1236. An Grete Meyer

[146] 1236. An Grete Meyer


Mechtshausen 14. Juli 1899.


Liebe Grete!

Obgleich ich ja sicher vorhersah, wie's kommen würde, möcht ich dir zum glücklich überstandenen Examen doch gratuliren. Es freut mich, daß diese immerhin etwas stürmische Haßpaßerei mit den Fingern sich nun erstmal besänftigt hat.

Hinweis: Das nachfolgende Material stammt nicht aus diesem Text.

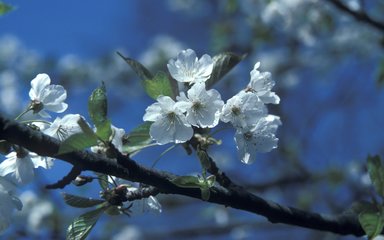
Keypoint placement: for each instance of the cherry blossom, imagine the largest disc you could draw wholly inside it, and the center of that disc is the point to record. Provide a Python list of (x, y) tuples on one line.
[(46, 97), (169, 122), (257, 138), (21, 165), (204, 106), (188, 68)]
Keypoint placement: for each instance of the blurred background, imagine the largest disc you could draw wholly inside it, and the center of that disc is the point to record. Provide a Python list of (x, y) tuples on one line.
[(329, 73)]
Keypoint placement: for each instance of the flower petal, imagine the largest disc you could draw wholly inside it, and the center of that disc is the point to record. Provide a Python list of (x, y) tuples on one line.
[(41, 81)]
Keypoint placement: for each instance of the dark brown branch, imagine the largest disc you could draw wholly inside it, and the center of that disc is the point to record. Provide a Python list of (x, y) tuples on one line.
[(358, 15), (236, 197), (75, 171), (142, 193)]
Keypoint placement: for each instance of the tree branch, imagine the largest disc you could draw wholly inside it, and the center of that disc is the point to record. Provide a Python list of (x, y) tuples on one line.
[(236, 197), (358, 15), (75, 171)]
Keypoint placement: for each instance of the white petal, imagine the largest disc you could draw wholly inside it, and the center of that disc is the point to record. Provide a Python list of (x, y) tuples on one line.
[(8, 165), (39, 161), (53, 94), (270, 97), (152, 113), (44, 114), (41, 81), (24, 170), (153, 204)]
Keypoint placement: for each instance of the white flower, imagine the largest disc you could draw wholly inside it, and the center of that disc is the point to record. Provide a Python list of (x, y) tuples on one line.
[(188, 68), (21, 165), (243, 109), (261, 84), (204, 106), (8, 203), (144, 205), (46, 97), (257, 138), (170, 124), (64, 127)]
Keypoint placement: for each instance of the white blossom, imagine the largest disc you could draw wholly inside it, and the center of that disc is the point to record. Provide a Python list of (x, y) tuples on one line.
[(169, 122), (188, 68), (261, 84), (64, 127), (45, 96), (21, 165), (243, 109), (257, 138), (204, 106)]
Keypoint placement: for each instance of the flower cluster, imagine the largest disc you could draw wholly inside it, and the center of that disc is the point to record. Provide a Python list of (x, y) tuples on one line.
[(198, 107), (173, 121), (19, 165)]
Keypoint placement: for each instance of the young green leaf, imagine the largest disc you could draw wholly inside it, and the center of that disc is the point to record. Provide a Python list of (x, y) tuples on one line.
[(159, 85), (5, 8), (371, 220), (98, 110), (204, 158), (5, 147), (82, 225), (138, 138), (376, 173), (79, 141), (80, 202), (137, 67), (223, 63), (103, 180)]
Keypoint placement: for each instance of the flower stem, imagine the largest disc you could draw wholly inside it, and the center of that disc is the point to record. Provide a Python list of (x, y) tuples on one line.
[(22, 114)]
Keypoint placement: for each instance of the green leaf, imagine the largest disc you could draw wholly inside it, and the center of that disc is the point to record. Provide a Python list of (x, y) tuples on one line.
[(79, 141), (138, 138), (82, 225), (376, 173), (104, 130), (159, 85), (187, 182), (5, 147), (98, 110), (103, 180), (223, 63), (138, 68), (5, 8), (204, 158), (80, 202), (371, 220)]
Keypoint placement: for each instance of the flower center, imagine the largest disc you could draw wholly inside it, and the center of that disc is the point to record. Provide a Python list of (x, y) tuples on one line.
[(236, 111), (196, 106), (171, 117), (36, 106)]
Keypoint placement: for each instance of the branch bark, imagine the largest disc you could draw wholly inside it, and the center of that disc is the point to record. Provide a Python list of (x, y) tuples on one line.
[(126, 168)]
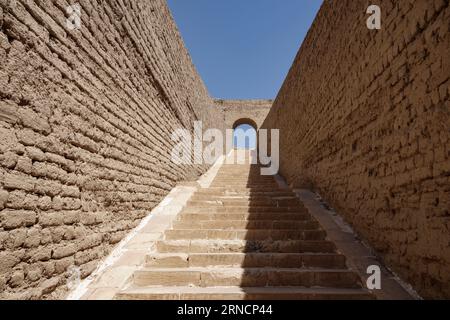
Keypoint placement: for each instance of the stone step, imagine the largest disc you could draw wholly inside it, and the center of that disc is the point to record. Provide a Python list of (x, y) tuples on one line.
[(210, 193), (270, 216), (245, 203), (245, 209), (245, 189), (238, 293), (247, 277), (247, 260), (236, 197), (181, 234), (244, 246), (247, 225)]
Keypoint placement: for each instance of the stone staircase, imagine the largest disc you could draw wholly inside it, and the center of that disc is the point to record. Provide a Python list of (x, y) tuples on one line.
[(244, 237)]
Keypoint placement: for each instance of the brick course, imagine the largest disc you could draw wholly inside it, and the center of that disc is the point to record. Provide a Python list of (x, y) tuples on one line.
[(364, 119)]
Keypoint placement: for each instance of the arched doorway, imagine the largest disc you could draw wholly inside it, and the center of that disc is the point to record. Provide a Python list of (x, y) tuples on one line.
[(245, 134)]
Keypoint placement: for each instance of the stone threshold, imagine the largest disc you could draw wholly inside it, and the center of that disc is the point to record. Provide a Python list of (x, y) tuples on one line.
[(130, 254)]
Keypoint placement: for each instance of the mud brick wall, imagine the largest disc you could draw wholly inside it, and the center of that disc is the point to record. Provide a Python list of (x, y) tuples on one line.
[(365, 120), (86, 118)]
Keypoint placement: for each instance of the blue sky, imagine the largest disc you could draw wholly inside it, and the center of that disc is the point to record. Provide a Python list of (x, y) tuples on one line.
[(243, 49)]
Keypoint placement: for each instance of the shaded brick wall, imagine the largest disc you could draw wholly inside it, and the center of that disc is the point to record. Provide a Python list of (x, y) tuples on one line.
[(364, 118), (86, 119), (235, 110)]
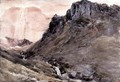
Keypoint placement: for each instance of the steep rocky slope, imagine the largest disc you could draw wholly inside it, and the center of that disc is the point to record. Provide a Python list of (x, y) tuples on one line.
[(20, 19), (85, 39), (81, 46)]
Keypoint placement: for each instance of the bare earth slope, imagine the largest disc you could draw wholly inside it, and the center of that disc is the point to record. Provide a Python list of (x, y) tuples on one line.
[(87, 36)]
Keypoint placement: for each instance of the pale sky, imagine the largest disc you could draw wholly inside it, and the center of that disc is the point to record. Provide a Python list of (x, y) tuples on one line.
[(26, 3)]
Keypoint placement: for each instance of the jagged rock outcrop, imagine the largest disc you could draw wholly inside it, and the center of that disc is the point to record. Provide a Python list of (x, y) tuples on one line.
[(86, 40)]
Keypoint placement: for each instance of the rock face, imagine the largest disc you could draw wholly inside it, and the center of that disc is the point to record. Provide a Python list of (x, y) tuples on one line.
[(86, 38), (27, 19)]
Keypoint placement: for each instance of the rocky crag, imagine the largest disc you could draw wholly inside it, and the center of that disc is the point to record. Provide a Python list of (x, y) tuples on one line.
[(81, 46)]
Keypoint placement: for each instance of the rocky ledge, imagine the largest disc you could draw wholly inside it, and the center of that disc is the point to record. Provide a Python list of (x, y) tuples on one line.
[(81, 46)]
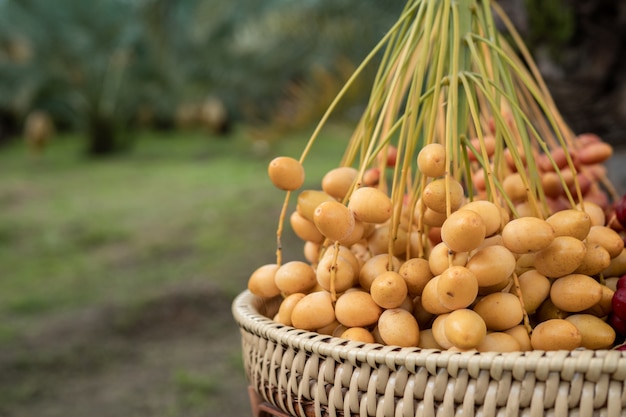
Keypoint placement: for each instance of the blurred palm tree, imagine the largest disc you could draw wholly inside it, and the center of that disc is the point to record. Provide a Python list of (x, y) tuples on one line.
[(97, 65)]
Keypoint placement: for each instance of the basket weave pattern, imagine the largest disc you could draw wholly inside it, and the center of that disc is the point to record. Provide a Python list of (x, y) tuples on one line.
[(308, 374)]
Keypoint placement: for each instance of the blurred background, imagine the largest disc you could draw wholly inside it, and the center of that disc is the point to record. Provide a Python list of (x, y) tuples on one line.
[(134, 141)]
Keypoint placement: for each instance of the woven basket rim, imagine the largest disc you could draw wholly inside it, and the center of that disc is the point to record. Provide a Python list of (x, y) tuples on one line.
[(248, 312)]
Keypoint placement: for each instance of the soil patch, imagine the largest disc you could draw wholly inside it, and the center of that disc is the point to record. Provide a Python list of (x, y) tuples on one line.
[(177, 354)]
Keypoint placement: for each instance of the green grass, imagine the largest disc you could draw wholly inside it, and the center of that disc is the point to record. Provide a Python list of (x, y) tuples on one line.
[(179, 207)]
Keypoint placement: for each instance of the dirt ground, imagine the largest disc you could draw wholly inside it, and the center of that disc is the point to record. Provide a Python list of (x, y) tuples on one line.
[(176, 355)]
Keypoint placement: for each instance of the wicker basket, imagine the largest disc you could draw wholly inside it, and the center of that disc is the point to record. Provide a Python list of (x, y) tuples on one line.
[(308, 374)]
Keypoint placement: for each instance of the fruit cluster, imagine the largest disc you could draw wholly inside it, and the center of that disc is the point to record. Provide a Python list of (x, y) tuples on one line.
[(452, 267)]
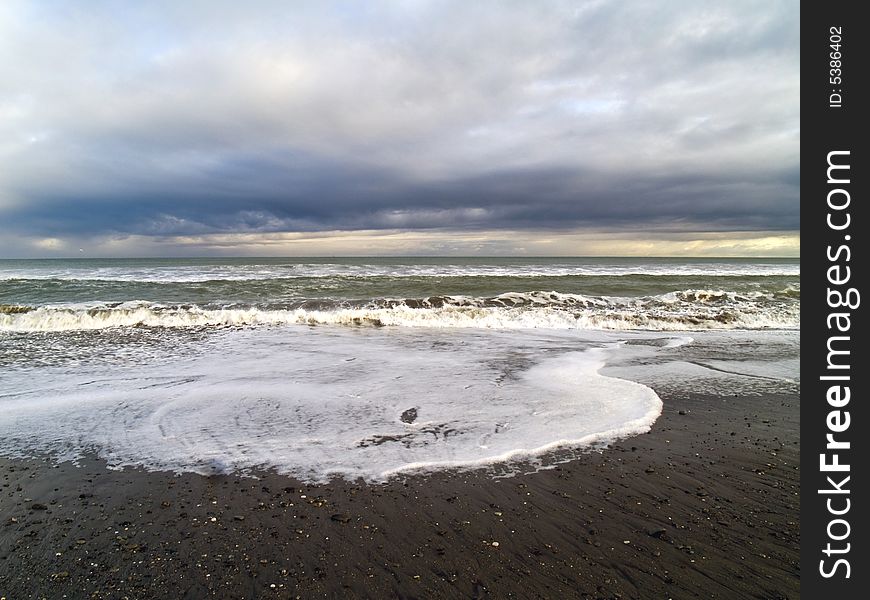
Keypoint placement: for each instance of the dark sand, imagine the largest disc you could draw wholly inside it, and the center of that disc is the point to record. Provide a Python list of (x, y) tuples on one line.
[(704, 506)]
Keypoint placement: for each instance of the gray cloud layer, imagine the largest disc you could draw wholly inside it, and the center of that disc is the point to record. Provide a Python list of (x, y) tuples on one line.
[(272, 116)]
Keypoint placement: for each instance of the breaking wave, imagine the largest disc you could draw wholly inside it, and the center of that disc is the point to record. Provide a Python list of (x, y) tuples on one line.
[(682, 310)]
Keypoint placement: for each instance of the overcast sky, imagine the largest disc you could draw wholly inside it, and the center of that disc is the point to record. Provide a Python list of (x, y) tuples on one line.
[(226, 127)]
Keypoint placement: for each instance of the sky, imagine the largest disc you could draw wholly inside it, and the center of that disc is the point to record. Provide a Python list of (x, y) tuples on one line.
[(215, 127)]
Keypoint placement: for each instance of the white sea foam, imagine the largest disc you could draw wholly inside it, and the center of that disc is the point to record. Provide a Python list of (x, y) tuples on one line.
[(249, 272), (322, 403), (536, 310)]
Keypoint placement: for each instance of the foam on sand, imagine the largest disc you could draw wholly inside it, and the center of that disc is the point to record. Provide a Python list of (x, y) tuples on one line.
[(350, 403)]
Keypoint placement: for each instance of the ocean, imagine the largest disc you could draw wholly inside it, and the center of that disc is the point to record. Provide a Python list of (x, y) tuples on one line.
[(375, 367)]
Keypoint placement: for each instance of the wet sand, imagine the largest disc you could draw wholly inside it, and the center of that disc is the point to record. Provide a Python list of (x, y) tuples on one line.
[(704, 506)]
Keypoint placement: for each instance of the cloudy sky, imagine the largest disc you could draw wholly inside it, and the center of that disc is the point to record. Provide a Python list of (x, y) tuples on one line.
[(315, 128)]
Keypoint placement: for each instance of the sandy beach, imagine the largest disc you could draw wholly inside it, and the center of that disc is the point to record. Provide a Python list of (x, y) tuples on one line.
[(704, 506)]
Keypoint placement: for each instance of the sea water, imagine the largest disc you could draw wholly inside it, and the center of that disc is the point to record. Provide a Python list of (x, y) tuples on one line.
[(374, 367)]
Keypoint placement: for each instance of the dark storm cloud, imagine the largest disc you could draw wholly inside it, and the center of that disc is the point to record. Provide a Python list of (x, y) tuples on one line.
[(215, 117)]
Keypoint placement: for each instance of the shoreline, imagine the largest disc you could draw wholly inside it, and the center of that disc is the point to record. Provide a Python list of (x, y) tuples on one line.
[(704, 505)]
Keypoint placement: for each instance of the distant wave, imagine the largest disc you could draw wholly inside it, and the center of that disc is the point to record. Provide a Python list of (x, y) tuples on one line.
[(682, 310), (277, 272)]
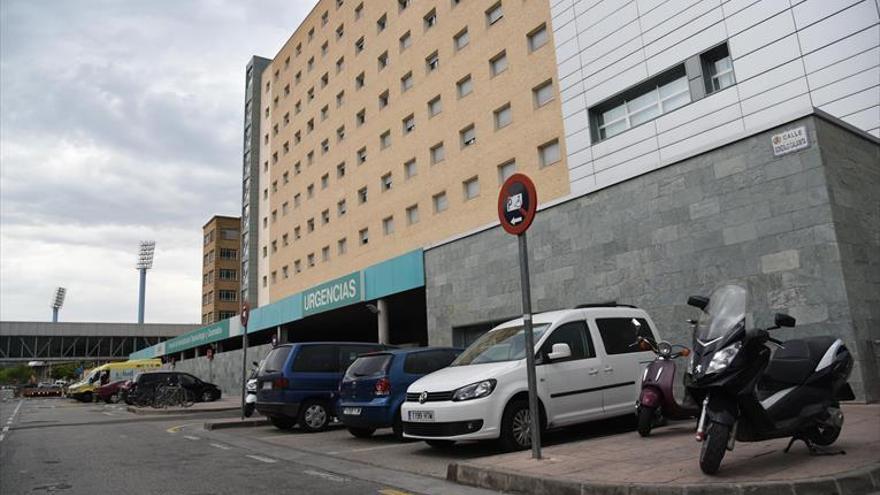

Unser Garten macht sich. Abgesehn von den Rosen, die infolge von allerlei Hindernißen erst spät im Frühling verpflanzt wurden, steht alles erfreulich. Mit dem Verputzen des Salats und der Erbsen und des Kohlrabis ist ein vielversprechender Anfang gemacht. Die unvergleichliche Bleiche ist eingeweiht beim herrlichsten Trockenwetter. Die Rasenflächen sind angenehm grün, und so denk ich, es wird dir bei uns gefallen, wenn du kommst. Vermuthlich, denn "Nix Kwißes woas ma net", hol ich dann dich und Annchen von Münster ab.[146]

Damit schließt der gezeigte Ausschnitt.